I don't know what two causally unconnected measurements look like, perhaps this is my error in judgement. I simply ment that the 2 measurements need not be causally linked (it doesn't matter in which order you perform them or where).

I'm not sure how to use QFT in this situation.

No apologies necessary :).

9. Sep 19, 2011

edpell

If the distance between them is greater than the distance light can travel in t2-t1 then it is space-like. But of course this is impossible since the particle you are measuring must travel faster than the speed of light. It is time-like regardless of wither there is cause and effect in play.

10. Sep 19, 2011

BruceW

If you make the assumption that non-unitary collapse doesn't happen (ie ManyWorldsInterpretation), then QM is a local, real phenomena. So therefore it is impossible to make two causally unconnected measurements. (Or even to affect the wavefunction in any way which is faster than light).

I'm not sure how to resolve the apparent paradox using Copenhagen Interpretation, but it probably hinges on exactly how the definition of 'simultaneous measurements' is made.

11. Sep 19, 2011

mathfeel

In any given frame, suppose you measure the particle to be in position x1 at time t1. You would have localized the wave function. Now if you measure again at t2, it cannot have spread out (I am thinking Gaussian wave packets) from x1 much more than c (t2 - t1), so it has very small probability over |x_2 - x_1| > c (t2 - t1).

So the two measuring events are in fact time-like connected. There is no other frame in which they are simultaneous (or t2' < t1' for that matter). I could be remembering this incorrectly: the Green's function for a free relativistic particle G(t2-t1, x2-x1), which gives you exactly what you are asking for: the probability amplitude that if you measure at (t1, x1) then again at (t2, x2), is exponentially small for space-like time interval.

Exponentially small is non-zero. So one'd still argue violation of causality. Indeed, this is only resolved when you include an anti-particle and its propagator cancels the amplitude for the amplitude for the particle outside the lightcone. There is a discussion of this in Sec.-2.4 of Peskin and Schroeder's QFT book.

Last edited: Sep 19, 2011
12. Sep 19, 2011

BruceW

There are instances where you can make measurements on particles far away (in Copenhagen Interpretation).
For example, have a spin-up, spin-down pair of particles, and separate them by a very large distance, then measure the spin of one, which will cause the collapse of the other particle into the other spin state.

Edit: Although, I don't know how you could use a similar set-up to make a measurement on momentum, rather than angular momentum of a far-away particle.

13. Sep 19, 2011

PAllen

If you are measuring position and momentum of the 'same thing' at two different times, the measurements are necessarily timelike. The measurements occur at two times on the world line of the thing measured.
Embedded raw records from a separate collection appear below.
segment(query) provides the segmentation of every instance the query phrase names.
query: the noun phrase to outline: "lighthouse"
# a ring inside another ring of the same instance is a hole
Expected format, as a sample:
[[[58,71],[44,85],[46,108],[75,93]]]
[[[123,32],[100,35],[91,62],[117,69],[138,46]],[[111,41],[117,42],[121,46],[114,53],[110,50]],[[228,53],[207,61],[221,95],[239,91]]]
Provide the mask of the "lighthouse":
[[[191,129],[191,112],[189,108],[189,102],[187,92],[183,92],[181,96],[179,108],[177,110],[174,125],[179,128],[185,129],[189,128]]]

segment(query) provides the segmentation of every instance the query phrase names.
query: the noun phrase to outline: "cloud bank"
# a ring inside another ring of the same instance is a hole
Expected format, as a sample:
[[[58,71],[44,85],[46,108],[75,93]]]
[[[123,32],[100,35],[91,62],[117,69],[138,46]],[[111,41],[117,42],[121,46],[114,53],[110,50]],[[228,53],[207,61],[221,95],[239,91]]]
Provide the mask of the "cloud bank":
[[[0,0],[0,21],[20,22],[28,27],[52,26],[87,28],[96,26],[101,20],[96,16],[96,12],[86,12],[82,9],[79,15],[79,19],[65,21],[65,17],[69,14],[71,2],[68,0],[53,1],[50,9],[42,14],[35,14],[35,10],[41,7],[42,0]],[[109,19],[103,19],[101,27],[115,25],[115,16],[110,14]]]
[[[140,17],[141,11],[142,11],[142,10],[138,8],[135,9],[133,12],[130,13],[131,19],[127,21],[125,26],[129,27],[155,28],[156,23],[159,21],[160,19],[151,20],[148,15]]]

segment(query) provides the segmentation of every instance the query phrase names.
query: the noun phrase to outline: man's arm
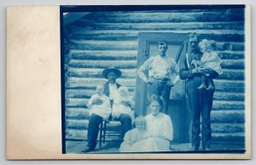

This order will never change, not matter what the motion of the observer is. If, instead, they occur for the same time on the "thing's" world line, they are simultaneous for the purposes of the uncertainty principle.

In short: Dr. Chinese answer was a complete answer to the question.

14. Sep 19, 2011

Andru10

I am satisfied that the measurements are time-like. Thank you all!

15. Sep 20, 2011

Demystifier

If the separation between the two measurements is spacelike, then for one of these two measurements there will no be particle there to measure it. That's because the particle cannot be faster than light.